🧠 Personal Knowledge Assistant- The Second Brain

Your AI-powered second brain that helps you store, search, and retrieve information from PDFs, notes, articles, and research papers using advanced Retrieval-Augmented Generation (RAG).

✨ Features

📄 PDF Upload: Extract and store content from PDF documents automatically
✍️ Text Notes: Add notes, articles, and information manually
🔍 Semantic Search: Ask questions in natural language and get AI-powered answers
📚 Source Citations: See exactly which documents were used to generate each answer
🏷️ Topic Organization: Tag content by subject for better organization
🔊 Text-to-Speech: Listen to responses with built-in audio playback
💬 Chat History: Maintain conversation context for follow-up questions
🆓 100% Free: Uses free-tier services and open-source models

🎯 Use Cases

Perfect for:

📖 Students organizing study materials and lecture notes
🔬 Researchers managing papers and research documentation
💼 Professionals building a personal knowledge base
📝 Anyone who wants to remember everything they've ever read

Tech Stack

Frontend: Streamlit - Interactive web interface
Vector Database: MongoDB Atlas Vector Search for semantic document retrieval
Embeddings: HuggingFace sentence-transformers/all-mpnet-base-v2 (768 dimensions, runs locally)
LLM: Google Gemini gemini-2.5-flash for natural language generation
PDF Processing: PyPDF2 for text extraction from PDF files
Text-to-Speech: ElevenLabs API for audio generation
Framework: LangChain for RAG pipeline orchestration

Why These Technologies?

✅ Free & Cost-Effective: All components have free tiers
✅ Local Embeddings: Sentence transformers run on your machine - no API costs
✅ Scalable: MongoDB Atlas handles millions of vectors efficiently
✅ Fast: Gemini Flash provides quick response times
✅ Production-Ready: Enterprise-grade stack suitable for real applications

Prerequisites

Before starting, make sure you have:

Python 3.8+ installed on your machine
A MongoDB Atlas account (free tier works!) with a cluster created
A Google AI API key (Get one here)

Quick Setup

1️⃣ Clone and Install

# Clone the repository
git clone <your-repo-url>
cd Hacks-for-Hackers

# Create a virtual environment
python -m venv venv
source venv/bin/activate  # Windows: venv\Scripts\activate

# Install dependencies
pip install -r requirements.txt

2️⃣ Configure Secrets

All configuration is managed through Streamlit secrets. Create a .streamlit folder and add your credentials:

mkdir .streamlit
code .streamlit/secrets.toml  # or use any text editor (vim, emacs, nano, etc.)

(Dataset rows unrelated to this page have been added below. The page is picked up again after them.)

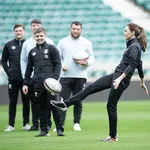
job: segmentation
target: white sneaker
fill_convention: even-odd
[[[56,131],[57,131],[57,129],[56,129],[56,128],[54,128],[54,129],[53,129],[53,132],[56,132]]]
[[[26,124],[24,127],[22,127],[22,130],[28,131],[31,128],[29,124]]]
[[[73,129],[74,129],[74,131],[81,131],[80,124],[75,123],[74,126],[73,126]]]
[[[10,131],[14,131],[14,130],[15,130],[15,128],[9,125],[7,127],[7,129],[4,130],[4,132],[10,132]]]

Add the following to .streamlit/secrets.toml:

# MongoDB Atlas Configuration
MONGO_URI = "mongodb+srv://<username>:<password>@<cluster>.mongodb.net/?retryWrites=true&w=majority"
DB_NAME = "vector_store_database"
COLLECTION_NAME = "embeddings_stream"
ATLAS_VECTOR_SEARCH = "vector_index_ghw"

# Google AI API Key
GOOGLE_API_KEY = "your-google-api-key-here"

# ElevenLabs API Key (for text-to-speech)
ELEVENLABS_API_KEY = "your-elevenlabs-api-key-here"

Replace the placeholders:

<username> and <password>: Your MongoDB Atlas credentials
<cluster>: Your cluster address (e.g., cluster0.abc123.mongodb.net)
your-google-api-key-here: Your Google AI API key (Get one here)
your-elevenlabs-api-key-here: Your ElevenLabs API key (Sign up here)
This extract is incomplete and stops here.